Rigorous Software Development (NUIM, Ireland)

Students may study in NUIM during year 1 or year 2 of their double Erasmus Mundus Masters degree, specialising in the Rigorous Software Development stream. To complete the degree requirements a student must achieve 60 ECTS at NUIM by completing 40 ECTS from taught modules and 20 ECTS from project work.


Modules Available

Stream: Rigorous Software Development

(75 ECTS offered, 60 ECTS to be taken)

Core/Required Modules (25 ECTS):

Requirements Engineering and System Design CS607

7.5 ECTS

Software Testing CS608

7.5 ECTS

Rigorous Software Development CS603

7.5 ECTS

Reading Module CS629

2.5 ECTS

Specialisation Modules: In consultation with their course coordinator students choose at least one of the following compulsory modules worth 7.5 ECTS from

Practical Cryptography CS616 

7.5 ECTS

Mathematics and Theory of Computer Science CS605

7.5 ECTS

Integration Modules: Course Co-ordinator allocates at least one of the following compulsory modules worth 7.5 ECTS (to ensure coverage of key topics while avoiding overlap of material) from the following modules

Object Oriented Programming (OOP) (CS613)  - Default Module choice for 1st year students

7.5 ECTS

Program Comprehension (CS619) - Default Module choice for 2nd year students who attended year 1 in UStA

7.5 ECTS

Interaction Design (CS610) - Optional Module if above modules cause overlap of previous material

7.5 ECTS

Internet Solutions Engineering (CS615) - Optional Module if above modules cause overlap of previous material

7.5 ECTS

CS621B Spatial Databases (C621B) - Optional Module if above modules cause overlap of previous material

7.5 ECTS

Core/Required Project Module ( 20 ECTS):

Project & Dissertation CS645


Table 2.1 Modules offered at the National University of Ireland Maynooth (NUIM)

Detailed module information is available here. Further information regarding dates of term is available at Academic Calendar 2012-2017.  Most taught modules normally run in "semester mode", i.e. the taught material is covered throughout a semester. However, some modules exploit different scheduling options to facilitate participation from industry based students involved in life-long learning. These industry based students are typically more mature and bring a valuable industrial perspective to these classes, helping integrate the classroom with industrial practice. The assessment for each module is typically 40% coursework and 60% examination. The examinations are based on three-hour written papers. The modules selected for offer to students studying for the Erasmus Mundus MSc in Dependable Software Systems at NUIM are presented in Table 2.1. 

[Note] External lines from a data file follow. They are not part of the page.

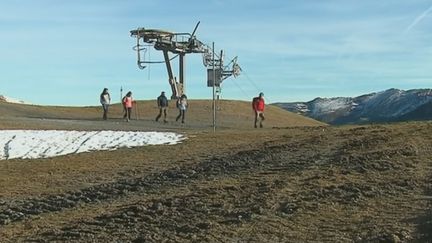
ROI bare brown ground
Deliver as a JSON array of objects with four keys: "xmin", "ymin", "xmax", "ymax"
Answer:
[{"xmin": 0, "ymin": 101, "xmax": 432, "ymax": 242}]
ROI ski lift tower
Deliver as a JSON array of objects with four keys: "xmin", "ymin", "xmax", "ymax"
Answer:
[
  {"xmin": 130, "ymin": 22, "xmax": 206, "ymax": 99},
  {"xmin": 130, "ymin": 22, "xmax": 241, "ymax": 99}
]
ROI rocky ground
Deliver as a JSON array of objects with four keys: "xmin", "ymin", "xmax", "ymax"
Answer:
[{"xmin": 0, "ymin": 120, "xmax": 432, "ymax": 242}]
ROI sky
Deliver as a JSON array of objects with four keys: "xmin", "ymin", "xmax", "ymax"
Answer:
[
  {"xmin": 0, "ymin": 0, "xmax": 432, "ymax": 106},
  {"xmin": 0, "ymin": 130, "xmax": 186, "ymax": 160}
]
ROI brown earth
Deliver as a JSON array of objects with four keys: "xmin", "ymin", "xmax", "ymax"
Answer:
[{"xmin": 0, "ymin": 101, "xmax": 432, "ymax": 242}]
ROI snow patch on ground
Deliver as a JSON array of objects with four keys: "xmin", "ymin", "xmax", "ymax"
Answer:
[{"xmin": 0, "ymin": 130, "xmax": 186, "ymax": 160}]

In addition to project work, Erasmus Mundus students who choose NUIM will normally select the required modules in the Rigorous Software Development stream (Requirements Engineering and System Design, Software Testing, Rigorous Software Development and a Reading Module). The Reading Module will direct students to read current research papers that support the rigorous software development stream. As part of this course students will be assigned exercises (such as participation in discussions groups, presentation of key-concepts from up-to-date research publications) and will be continuously assessed via their practical work. Students will be given a choice between specialisation modules on Practical cryptography or on the Mathematics and Theory of Computer Science. The student will be offered advice on this choice of compulsory modules depending on their academic background and experience.

As part of the integration mechanisms students will be allocated a module either on Object Oriented Programming or on Program Comprehension - depending on whether they have covered Object Oriented Programming material elsewhere in the course or not. The material offered in this module (or alternatively the module of the same name in St Andrews) is a prerequisite to all courses offered at NUIM. If a student has covered the equivalent module at St Andrews, they will instead be allocated the module on Program Comprehension at NUIM providing them with a broader context in which they can apply their skills.

Note: A compulsory module in a programme is one which is obligatory for all students taking that programme. A required module is a compulsory module in a programme which must be passed without compensation (i.e. a mark of 50% achieved) in order to progress in that programme. Please see the NUIM Postgraduate Marks and Standards for further details.